The Farer Curtis: A Modern Pilot Watch Done Differently

Farer has never really done subtle, and that is precisely why the brand continues to stand out in an increasingly crowded field of enthusiast led watchmaking. The new Curtis, part of the freshly launched Pilot Series II collection, takes the classic flieger formula and gives it the sort of colourful, textured and contemporary twist that has become a Farer calling card over the past decade.

At first glance, the Curtis feels unmistakably aviation inspired. The oversized conical crown, highly legible dial layout and stripped back three hand format all nod toward traditional pilot watches. But this is not some vintage cosplay piece trying desperately to look like it flew over Europe in the 1940s. Instead, Farer has created something far more modern and wearable, blending utility with a surprisingly refined sense of design.

The standout feature is undoubtedly the dial. Finished in a rich blue tone with segmented concentric texturing, it delivers far more visual depth than most tool watches at this price point. Applied Lumicast numerals and markers filled with Grade X2 Super LumiNova keep things highly legible, while creamy yellow accents on the minute track and seconds hand add just enough personality without tipping into gimmick territory. It feels distinctly Farer.

The new titanium case is another major talking point. Measuring 40mm wide, 43mm lug to lug and just 10.9mm thick, the Curtis wears compact for a pilot watch, something many collectors will appreciate given the oversized tendencies of the category. The Grade 2 titanium construction keeps the weight impressively low, while the navy blue PVD coating gives the case a stealthy, almost tactical edge. Water resistance is rated to 100 metres too, making this far more versatile than the average aviation themed piece.

Under the hood sits the Sellita SW300 1 Elaboré automatic movement, delivering a healthy 56 hour power reserve and operating at 4Hz. More importantly for everyday wear, the Curtis also features anti magnetic protection up to 500 Gauss thanks to an internal soft iron Faraday cage. That level of magnetic resistance is significantly above standard ISO requirements and adds genuine practicality to the package.

Farer has also continued its tradition of naming watches after notable explorers and aviators. The Curtis is named after Eleanor Lettice Curtis, one of the pioneering female pilots of the Air Transport Auxiliary during the Second World War. It is a fitting tribute for a watch that blends classic aviation cues with forward thinking execution.

Priced at £1,350, the Curtis feels aggressively competitive considering the titanium construction, Elaboré grade Swiss movement and thoughtful design work on offer.

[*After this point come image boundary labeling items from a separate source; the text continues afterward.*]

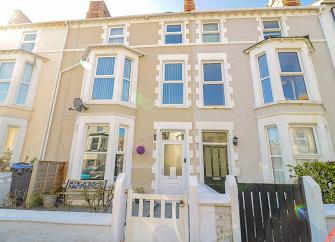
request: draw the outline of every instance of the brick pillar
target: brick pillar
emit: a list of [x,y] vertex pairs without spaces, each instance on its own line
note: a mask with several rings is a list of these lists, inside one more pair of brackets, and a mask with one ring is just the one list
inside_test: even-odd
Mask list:
[[194,0],[184,0],[184,12],[191,12],[195,10]]
[[110,17],[108,8],[103,0],[91,1],[86,18],[106,18]]

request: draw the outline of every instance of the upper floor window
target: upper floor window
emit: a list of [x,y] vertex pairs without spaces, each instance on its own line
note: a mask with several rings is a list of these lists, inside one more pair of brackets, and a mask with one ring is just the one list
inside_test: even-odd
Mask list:
[[130,85],[131,85],[131,68],[132,61],[130,59],[124,60],[124,69],[123,69],[123,82],[122,82],[122,95],[121,100],[124,102],[129,102],[130,95]]
[[220,42],[219,23],[203,23],[202,24],[202,42],[218,43]]
[[114,91],[115,57],[98,57],[94,75],[92,99],[111,100]]
[[163,104],[184,104],[183,63],[165,63]]
[[15,62],[0,62],[0,103],[7,101]]
[[165,25],[165,44],[183,43],[183,27],[181,24]]
[[221,62],[203,63],[203,99],[204,106],[225,105]]
[[21,49],[26,51],[33,51],[35,48],[36,36],[36,32],[24,33],[21,43]]
[[109,29],[108,43],[123,44],[124,43],[124,27],[112,27]]
[[19,91],[16,96],[16,104],[19,104],[19,105],[26,104],[29,87],[31,84],[32,73],[33,73],[33,65],[30,63],[26,63],[24,70],[23,70],[21,82],[19,84]]
[[279,20],[263,20],[262,25],[264,39],[282,36],[282,29]]
[[297,52],[278,52],[280,77],[286,100],[308,100],[304,73]]
[[283,158],[281,154],[280,138],[277,126],[271,126],[266,128],[268,143],[269,143],[269,154],[271,159],[273,178],[275,183],[285,182],[285,171],[283,165]]
[[258,57],[258,70],[262,85],[263,101],[264,103],[273,102],[271,79],[266,54]]

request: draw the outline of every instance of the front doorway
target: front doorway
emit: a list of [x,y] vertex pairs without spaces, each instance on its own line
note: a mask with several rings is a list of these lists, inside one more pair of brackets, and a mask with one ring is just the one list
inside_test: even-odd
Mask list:
[[161,132],[159,193],[183,194],[185,192],[185,133]]
[[225,180],[229,173],[227,133],[204,131],[203,162],[204,182],[219,193],[225,192]]

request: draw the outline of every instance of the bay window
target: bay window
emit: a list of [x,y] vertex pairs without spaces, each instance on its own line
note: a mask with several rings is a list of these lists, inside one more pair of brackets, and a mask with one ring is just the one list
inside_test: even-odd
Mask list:
[[0,62],[0,103],[7,100],[15,62]]
[[183,27],[181,24],[165,25],[165,44],[183,43]]
[[204,106],[225,105],[224,79],[221,62],[203,63]]
[[273,102],[271,79],[266,54],[258,57],[259,77],[261,80],[264,103]]
[[162,104],[184,104],[183,63],[165,63]]
[[115,57],[98,57],[92,99],[111,100],[114,91]]
[[278,52],[280,77],[286,100],[308,100],[304,73],[297,52]]

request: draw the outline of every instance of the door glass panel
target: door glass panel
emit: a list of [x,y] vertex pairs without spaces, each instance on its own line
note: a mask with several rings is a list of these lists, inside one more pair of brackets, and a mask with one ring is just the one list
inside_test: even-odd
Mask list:
[[82,180],[103,180],[107,157],[109,127],[89,126],[81,172]]
[[182,145],[164,144],[164,176],[182,176]]

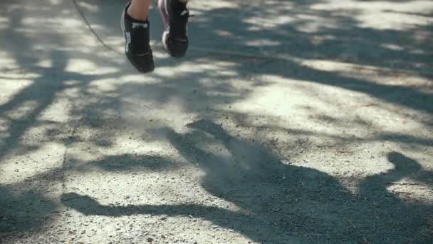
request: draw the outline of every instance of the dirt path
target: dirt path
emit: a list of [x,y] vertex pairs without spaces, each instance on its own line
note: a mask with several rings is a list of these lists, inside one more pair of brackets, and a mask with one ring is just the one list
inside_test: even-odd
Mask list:
[[76,2],[0,4],[0,243],[433,242],[431,1],[152,11],[146,76]]

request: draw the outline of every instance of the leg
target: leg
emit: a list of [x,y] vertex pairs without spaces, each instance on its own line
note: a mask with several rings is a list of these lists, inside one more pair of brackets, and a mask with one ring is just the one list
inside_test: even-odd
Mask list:
[[159,0],[160,14],[165,26],[162,44],[173,57],[185,56],[188,49],[187,24],[189,11],[187,0]]
[[132,0],[122,15],[122,31],[125,36],[125,54],[140,72],[153,71],[155,65],[150,45],[147,21],[151,0]]
[[145,21],[149,15],[151,0],[132,0],[127,9],[127,15],[135,19]]

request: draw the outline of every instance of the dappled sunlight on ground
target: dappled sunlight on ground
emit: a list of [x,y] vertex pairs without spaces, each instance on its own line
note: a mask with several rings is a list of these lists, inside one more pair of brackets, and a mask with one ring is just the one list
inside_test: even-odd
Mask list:
[[146,75],[78,3],[0,4],[0,238],[433,238],[430,1],[197,1],[182,61],[152,11]]

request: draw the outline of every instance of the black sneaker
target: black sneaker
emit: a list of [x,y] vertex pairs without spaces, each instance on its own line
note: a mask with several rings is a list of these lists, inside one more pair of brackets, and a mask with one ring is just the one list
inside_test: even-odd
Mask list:
[[165,26],[162,34],[165,51],[173,57],[184,56],[188,49],[187,26],[189,18],[187,3],[179,0],[159,0],[158,6]]
[[125,36],[125,54],[130,62],[140,72],[155,69],[153,55],[149,44],[149,21],[132,19],[127,14],[128,3],[122,14],[122,31]]

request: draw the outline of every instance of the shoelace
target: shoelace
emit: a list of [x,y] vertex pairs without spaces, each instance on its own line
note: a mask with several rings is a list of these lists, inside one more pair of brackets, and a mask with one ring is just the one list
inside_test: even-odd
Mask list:
[[132,26],[134,31],[131,34],[131,44],[133,53],[138,55],[148,53],[149,36],[147,36],[147,26],[145,27],[142,24],[140,24],[136,26],[132,25]]

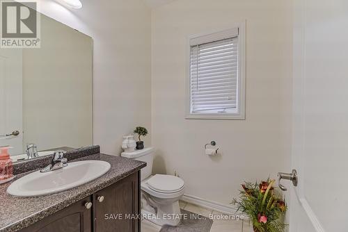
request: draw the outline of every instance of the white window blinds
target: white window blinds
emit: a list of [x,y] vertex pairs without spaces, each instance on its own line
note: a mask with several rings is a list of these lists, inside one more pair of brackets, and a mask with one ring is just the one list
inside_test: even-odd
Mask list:
[[237,110],[238,35],[191,45],[191,113]]

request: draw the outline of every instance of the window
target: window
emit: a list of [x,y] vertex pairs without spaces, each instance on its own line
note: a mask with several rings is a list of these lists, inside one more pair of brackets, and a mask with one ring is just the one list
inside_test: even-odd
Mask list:
[[188,119],[244,119],[244,27],[190,40]]

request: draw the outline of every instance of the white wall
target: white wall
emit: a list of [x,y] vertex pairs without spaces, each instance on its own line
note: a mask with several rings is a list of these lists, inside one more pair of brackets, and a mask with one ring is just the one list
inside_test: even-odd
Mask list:
[[[244,181],[290,170],[292,3],[178,0],[152,17],[152,144],[155,172],[176,170],[186,193],[228,205]],[[188,120],[185,65],[190,35],[246,20],[246,119]],[[205,156],[216,140],[221,155]]]
[[122,135],[150,129],[150,9],[141,0],[83,1],[80,10],[40,3],[44,14],[93,38],[93,142],[118,154]]
[[[295,88],[294,100],[303,105],[298,112],[302,113],[298,132],[303,138],[299,194],[308,203],[304,218],[312,220],[314,229],[292,231],[347,231],[348,2],[296,2],[301,3],[295,13],[303,17],[302,31],[297,32],[301,41],[295,44],[295,51],[301,51],[295,61],[301,63],[294,66],[294,87],[302,85]],[[292,214],[292,220],[298,222],[303,215]]]

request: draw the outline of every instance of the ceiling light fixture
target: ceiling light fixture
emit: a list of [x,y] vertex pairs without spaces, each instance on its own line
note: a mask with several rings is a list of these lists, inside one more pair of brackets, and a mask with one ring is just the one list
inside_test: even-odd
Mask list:
[[80,0],[59,0],[59,1],[74,9],[81,9],[82,8]]

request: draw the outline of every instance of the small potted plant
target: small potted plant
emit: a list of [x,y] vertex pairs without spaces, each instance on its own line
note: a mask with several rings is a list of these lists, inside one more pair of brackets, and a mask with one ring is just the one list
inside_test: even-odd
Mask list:
[[137,150],[141,150],[144,149],[144,142],[141,141],[141,136],[146,136],[148,134],[148,130],[145,127],[142,126],[136,126],[136,129],[134,130],[134,133],[136,134],[138,134],[138,138],[139,139],[139,141],[136,142],[136,149]]
[[233,199],[237,212],[246,214],[253,222],[255,232],[283,232],[287,226],[282,222],[287,207],[281,195],[273,188],[274,180],[261,183],[242,185],[240,198]]

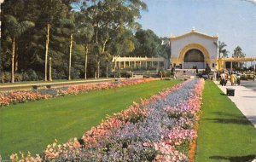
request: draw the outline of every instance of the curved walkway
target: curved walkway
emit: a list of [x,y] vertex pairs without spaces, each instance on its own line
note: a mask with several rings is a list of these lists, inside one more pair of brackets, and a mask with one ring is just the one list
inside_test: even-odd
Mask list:
[[[214,83],[224,94],[226,94],[226,88],[235,90],[235,96],[228,97],[256,128],[256,82],[245,81],[239,86],[231,86],[230,82],[228,82],[226,86],[221,86],[217,81]],[[247,88],[248,84],[250,87]]]
[[3,85],[0,84],[0,91],[3,91],[6,90],[15,90],[15,89],[31,89],[32,85],[37,86],[46,86],[46,85],[52,85],[52,86],[64,86],[64,85],[71,85],[71,84],[92,84],[96,82],[108,82],[108,81],[113,81],[115,79],[124,79],[124,78],[99,78],[99,79],[88,79],[88,80],[76,80],[76,81],[63,81],[63,82],[58,82],[58,81],[52,81],[52,82],[44,82],[44,83],[30,83],[30,84],[7,84]]

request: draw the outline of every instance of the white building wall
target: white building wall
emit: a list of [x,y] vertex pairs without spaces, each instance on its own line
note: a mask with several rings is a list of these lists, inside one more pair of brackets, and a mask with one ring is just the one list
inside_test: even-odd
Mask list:
[[[218,55],[217,45],[215,44],[218,38],[211,38],[204,36],[200,36],[196,33],[172,39],[171,41],[172,57],[178,57],[180,51],[189,43],[199,43],[204,46],[210,55],[210,59],[216,59]],[[214,43],[215,42],[215,43]]]

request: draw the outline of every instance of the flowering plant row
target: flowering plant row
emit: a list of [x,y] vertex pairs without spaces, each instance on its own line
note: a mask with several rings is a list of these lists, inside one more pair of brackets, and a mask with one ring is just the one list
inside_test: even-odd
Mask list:
[[102,82],[98,84],[87,84],[84,85],[54,89],[0,92],[0,107],[8,106],[11,103],[27,102],[31,101],[49,99],[67,95],[77,95],[81,92],[88,92],[91,90],[108,90],[125,85],[138,84],[156,79],[158,78],[126,79],[119,82]]
[[40,160],[188,161],[203,84],[188,80],[134,103],[85,132],[79,142],[49,145]]

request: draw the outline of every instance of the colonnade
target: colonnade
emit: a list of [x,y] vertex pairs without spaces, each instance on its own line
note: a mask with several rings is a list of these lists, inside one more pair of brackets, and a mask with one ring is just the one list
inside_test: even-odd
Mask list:
[[156,57],[119,57],[114,56],[112,60],[114,67],[120,69],[124,68],[156,68],[159,70],[160,67],[166,69],[166,65],[164,58]]

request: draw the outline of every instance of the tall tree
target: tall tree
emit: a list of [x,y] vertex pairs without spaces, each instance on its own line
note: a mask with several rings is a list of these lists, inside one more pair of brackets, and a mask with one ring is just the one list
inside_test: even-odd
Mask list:
[[109,42],[113,38],[111,32],[117,32],[121,26],[133,28],[135,20],[140,16],[140,9],[146,8],[141,0],[93,0],[88,8],[89,17],[94,26],[94,43],[96,51],[96,73],[100,76],[100,57],[108,52]]
[[[241,48],[240,46],[236,47],[234,49],[234,53],[232,54],[233,58],[244,58],[246,54],[242,52]],[[240,68],[243,63],[234,62],[234,66]]]
[[139,30],[135,37],[137,43],[134,50],[136,56],[157,56],[160,55],[161,40],[151,30]]
[[44,81],[47,81],[48,72],[48,53],[50,36],[50,25],[59,19],[65,17],[68,12],[68,6],[64,3],[70,3],[61,0],[40,0],[42,4],[41,19],[46,26],[45,57],[44,57]]
[[[12,65],[12,72],[11,72],[11,82],[15,83],[15,46],[16,39],[22,32],[30,27],[34,26],[34,23],[32,21],[22,21],[18,22],[17,20],[12,15],[5,16],[6,27],[8,28],[7,32],[9,32],[9,37],[12,39],[12,55],[11,55],[11,65]],[[17,54],[16,54],[17,55]]]
[[228,56],[229,51],[225,49],[224,48],[227,46],[225,43],[218,41],[218,58],[221,57],[221,54],[223,58]]

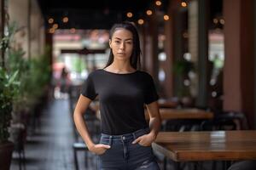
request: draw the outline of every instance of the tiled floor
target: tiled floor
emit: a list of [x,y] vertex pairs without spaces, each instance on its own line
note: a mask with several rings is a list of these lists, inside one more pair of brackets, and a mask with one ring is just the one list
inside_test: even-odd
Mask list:
[[[44,111],[41,129],[27,137],[26,144],[26,170],[74,170],[73,144],[74,142],[68,100],[57,99]],[[80,170],[84,167],[84,154],[79,152]],[[89,156],[89,167],[96,169],[95,156]],[[11,170],[18,170],[18,154],[14,153]]]

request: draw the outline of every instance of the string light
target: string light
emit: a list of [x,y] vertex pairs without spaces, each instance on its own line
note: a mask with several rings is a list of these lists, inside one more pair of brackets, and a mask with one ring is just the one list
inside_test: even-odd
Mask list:
[[58,24],[54,24],[53,26],[52,26],[54,29],[57,29],[59,27],[59,25]]
[[169,16],[168,16],[167,14],[165,14],[165,15],[164,15],[164,20],[169,20],[169,19],[170,19],[170,18],[169,18]]
[[143,19],[140,19],[140,20],[137,20],[137,23],[139,25],[143,25],[143,24],[144,24],[144,20]]
[[62,21],[63,21],[64,23],[68,22],[68,17],[65,16],[65,17],[62,19]]
[[214,18],[212,21],[213,21],[214,24],[218,24],[218,19],[216,19],[216,18]]
[[76,32],[76,29],[75,29],[75,28],[70,29],[70,32],[71,32],[71,33],[75,33],[75,32]]
[[162,3],[161,3],[160,1],[156,1],[156,2],[155,2],[155,4],[156,4],[157,6],[160,6],[160,5],[162,4]]
[[55,33],[55,30],[54,28],[50,28],[49,30],[49,32],[51,33],[51,34]]
[[182,3],[181,3],[181,6],[183,7],[183,8],[185,8],[185,7],[188,6],[188,4],[187,4],[186,2],[182,2]]
[[132,13],[129,12],[129,13],[127,13],[126,15],[128,18],[131,18],[133,14],[132,14]]
[[55,20],[52,18],[50,18],[50,19],[48,20],[48,23],[49,24],[52,24],[54,21]]
[[148,9],[148,10],[147,10],[146,14],[148,15],[151,15],[153,14],[153,12],[152,12],[152,10]]
[[225,24],[225,20],[224,19],[220,19],[219,20],[220,24],[224,25]]

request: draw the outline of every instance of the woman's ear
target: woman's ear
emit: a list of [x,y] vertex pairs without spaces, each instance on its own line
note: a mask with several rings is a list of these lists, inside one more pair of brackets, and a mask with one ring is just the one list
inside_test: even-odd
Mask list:
[[111,42],[111,39],[109,39],[109,42],[109,42],[109,47],[110,47],[110,48],[112,48],[112,47],[111,47],[111,42]]

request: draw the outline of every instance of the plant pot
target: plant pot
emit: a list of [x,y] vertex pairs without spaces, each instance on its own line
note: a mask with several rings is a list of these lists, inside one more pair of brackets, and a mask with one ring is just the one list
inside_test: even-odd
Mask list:
[[0,143],[0,169],[9,170],[12,160],[14,144],[12,142]]

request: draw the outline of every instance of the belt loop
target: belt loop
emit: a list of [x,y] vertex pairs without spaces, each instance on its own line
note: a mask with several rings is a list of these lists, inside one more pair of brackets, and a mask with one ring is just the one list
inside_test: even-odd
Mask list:
[[108,145],[112,145],[112,136],[109,136]]
[[132,136],[133,136],[133,139],[137,139],[137,136],[136,136],[135,133],[132,133]]

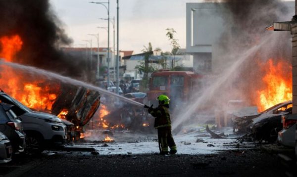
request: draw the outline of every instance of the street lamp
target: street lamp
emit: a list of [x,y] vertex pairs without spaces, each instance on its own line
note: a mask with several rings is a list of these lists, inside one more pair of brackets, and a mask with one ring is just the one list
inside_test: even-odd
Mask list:
[[[83,40],[83,41],[85,41],[88,42],[89,44],[90,44],[90,46],[91,47],[91,50],[90,50],[90,70],[91,70],[92,69],[92,55],[93,54],[92,53],[92,39],[89,40]],[[87,70],[88,70],[88,61],[87,61]],[[89,78],[89,80],[91,80],[91,78]]]
[[[108,18],[99,18],[99,19],[100,20],[108,20]],[[111,23],[112,23],[112,25],[113,26],[113,81],[115,81],[115,29],[114,29],[114,17],[113,17],[113,18],[111,19],[112,20],[113,20],[113,21],[109,20],[109,21],[110,22],[111,22]]]
[[99,33],[98,33],[96,35],[89,34],[88,35],[95,36],[95,37],[96,37],[96,38],[97,38],[97,47],[98,47],[98,55],[97,55],[97,71],[96,74],[96,79],[99,80],[99,77],[100,76],[100,57],[99,56]]
[[[104,30],[106,30],[106,31],[107,32],[107,33],[108,32],[108,30],[107,29],[107,27],[100,27],[100,26],[98,26],[97,27],[97,28],[100,28],[100,29],[104,29]],[[107,76],[109,76],[109,60],[108,59],[108,56],[109,56],[109,48],[107,49],[107,52],[108,52],[108,53],[107,53],[107,65],[108,66],[108,69],[107,70],[108,71],[108,74],[107,74]],[[109,85],[108,85],[109,86]]]
[[119,0],[116,0],[116,93],[119,94]]
[[[98,4],[101,4],[103,6],[104,6],[105,7],[105,8],[106,9],[106,10],[107,11],[107,19],[108,19],[108,30],[107,30],[107,33],[108,33],[108,42],[107,42],[107,87],[109,86],[109,0],[108,0],[108,2],[93,2],[93,1],[91,1],[90,2],[90,3],[97,3]],[[106,5],[105,4],[107,3],[108,7],[106,6]]]

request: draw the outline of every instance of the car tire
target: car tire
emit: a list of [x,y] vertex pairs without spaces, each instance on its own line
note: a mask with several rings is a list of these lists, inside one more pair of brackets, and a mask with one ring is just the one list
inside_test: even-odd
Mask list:
[[26,136],[25,151],[30,154],[39,154],[44,150],[43,138],[36,134],[27,134]]

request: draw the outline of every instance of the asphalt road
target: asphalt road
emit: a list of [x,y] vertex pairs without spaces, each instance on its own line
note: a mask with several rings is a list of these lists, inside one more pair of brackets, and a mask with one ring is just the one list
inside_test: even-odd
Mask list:
[[[94,153],[93,153],[94,154]],[[277,155],[259,149],[225,150],[211,155],[100,155],[90,152],[48,151],[18,155],[0,165],[5,177],[284,177]]]

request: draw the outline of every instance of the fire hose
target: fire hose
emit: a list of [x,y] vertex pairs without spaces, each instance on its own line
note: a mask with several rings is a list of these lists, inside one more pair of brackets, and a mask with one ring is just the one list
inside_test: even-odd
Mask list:
[[[153,105],[150,105],[150,106],[148,106],[146,104],[145,104],[144,108],[147,109],[152,109],[152,106]],[[162,149],[161,149],[161,143],[160,142],[160,137],[158,135],[158,144],[159,144],[159,150],[160,150],[160,153],[162,152]]]

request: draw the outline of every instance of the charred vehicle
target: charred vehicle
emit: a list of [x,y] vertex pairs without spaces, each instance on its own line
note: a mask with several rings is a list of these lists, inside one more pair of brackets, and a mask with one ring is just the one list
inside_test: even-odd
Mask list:
[[12,147],[10,141],[0,132],[0,164],[10,162],[12,155]]
[[[278,117],[275,119],[278,119],[279,123],[281,124],[281,115],[292,114],[292,101],[288,101],[276,104],[256,115],[234,117],[232,119],[234,123],[233,132],[236,133],[250,132],[251,126],[252,125],[254,129],[261,127],[261,125],[265,125],[266,121],[273,122],[272,120],[276,117]],[[270,118],[273,118],[270,119]],[[279,126],[280,124],[278,125]]]
[[283,116],[282,122],[283,130],[278,133],[278,142],[285,146],[295,147],[297,115]]
[[[0,132],[10,141],[13,153],[22,152],[25,148],[23,123],[12,109],[11,104],[0,103]],[[8,150],[8,152],[11,153]]]

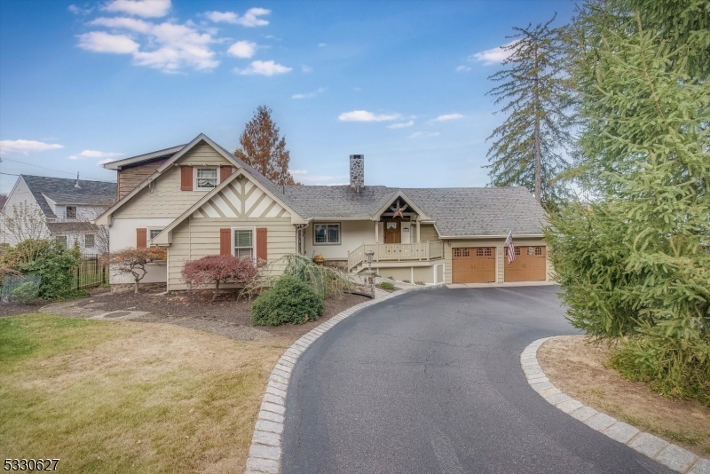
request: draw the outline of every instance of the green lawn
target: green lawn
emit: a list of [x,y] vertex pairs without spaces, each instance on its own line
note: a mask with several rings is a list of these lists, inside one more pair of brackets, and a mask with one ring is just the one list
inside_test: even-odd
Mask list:
[[0,446],[59,458],[59,472],[243,471],[283,350],[169,325],[0,319]]

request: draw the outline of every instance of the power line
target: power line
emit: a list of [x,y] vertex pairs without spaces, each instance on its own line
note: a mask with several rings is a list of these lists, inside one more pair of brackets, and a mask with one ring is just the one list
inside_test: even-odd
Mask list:
[[[17,160],[12,160],[12,159],[10,159],[10,158],[4,158],[4,157],[3,157],[3,158],[2,158],[2,160],[3,160],[4,162],[5,162],[5,161],[7,161],[7,162],[13,162],[20,163],[20,164],[26,164],[26,165],[28,165],[28,166],[34,166],[35,168],[41,168],[41,169],[43,169],[43,170],[49,170],[49,171],[55,171],[55,172],[57,172],[57,173],[65,173],[65,174],[67,174],[67,175],[72,175],[72,176],[74,176],[74,173],[72,173],[71,171],[62,171],[61,170],[54,170],[54,169],[52,169],[52,168],[46,168],[46,167],[44,167],[44,166],[40,166],[40,165],[38,165],[38,164],[26,163],[25,162],[19,162],[19,161],[17,161]],[[9,173],[3,173],[3,174],[9,174]],[[20,176],[20,175],[13,175],[13,176]],[[114,183],[114,182],[115,182],[115,181],[106,181],[106,180],[105,180],[105,179],[99,179],[99,178],[93,178],[93,177],[91,177],[91,176],[87,176],[86,178],[91,178],[92,180],[95,180],[95,181],[100,181],[100,182],[102,182],[102,183]]]

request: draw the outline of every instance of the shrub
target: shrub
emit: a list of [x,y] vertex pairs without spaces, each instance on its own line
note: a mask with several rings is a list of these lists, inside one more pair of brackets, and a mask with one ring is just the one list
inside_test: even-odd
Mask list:
[[268,275],[274,273],[300,280],[313,288],[323,299],[332,296],[341,296],[343,291],[355,288],[355,283],[347,273],[335,268],[317,265],[303,255],[290,254],[269,264],[264,272],[266,276],[254,279],[244,288],[242,293],[251,296],[272,287],[280,277]]
[[323,298],[296,277],[283,275],[259,295],[251,306],[255,326],[279,326],[314,321],[323,314]]
[[25,281],[12,290],[12,299],[23,304],[29,304],[39,295],[39,286],[34,281]]
[[219,291],[219,283],[232,280],[247,283],[259,273],[251,258],[240,258],[233,255],[209,255],[198,260],[190,260],[183,268],[183,280],[190,288],[215,285],[212,301]]
[[392,285],[389,281],[383,281],[382,283],[380,283],[380,288],[383,289],[394,289],[394,285]]
[[[18,245],[20,247],[20,245]],[[52,242],[37,259],[19,265],[23,273],[34,273],[41,277],[39,296],[53,300],[74,296],[71,289],[75,283],[76,265],[81,256],[74,249],[65,249]]]
[[625,338],[611,355],[611,367],[665,397],[696,399],[710,407],[710,342],[669,337],[659,329],[646,325],[645,335]]

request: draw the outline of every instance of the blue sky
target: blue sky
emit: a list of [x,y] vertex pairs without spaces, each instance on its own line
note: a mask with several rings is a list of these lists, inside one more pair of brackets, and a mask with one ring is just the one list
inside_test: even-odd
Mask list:
[[[482,186],[503,117],[495,49],[563,1],[0,2],[0,173],[114,180],[99,163],[202,132],[233,150],[273,110],[295,178]],[[28,164],[22,164],[22,162]],[[31,166],[35,165],[35,166]],[[38,168],[43,167],[43,168]],[[0,174],[0,192],[16,178]]]

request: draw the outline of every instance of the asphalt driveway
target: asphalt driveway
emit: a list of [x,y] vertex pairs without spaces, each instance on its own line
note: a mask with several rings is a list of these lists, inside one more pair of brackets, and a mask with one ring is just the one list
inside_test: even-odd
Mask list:
[[294,368],[282,472],[671,472],[528,385],[523,349],[576,333],[557,291],[417,291],[343,320]]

In a market flooded with vintage inspired pilot watches that often blur into one another, this manages to feel genuinely distinctive while still remaining highly wearable.

For collectors wanting a pilot watch with proper personality rather than another monochrome military homage, the Curtis may well be one of Farer’s strongest releases yet.

Specification

  • Case size: 40mm x 43mm x 10.9mm

  • Case Material: Grade 2 Titanium

  • Water Resistance: 100m

  • Movement: Swiss-made Sellita SW300-1 Elaboré movement.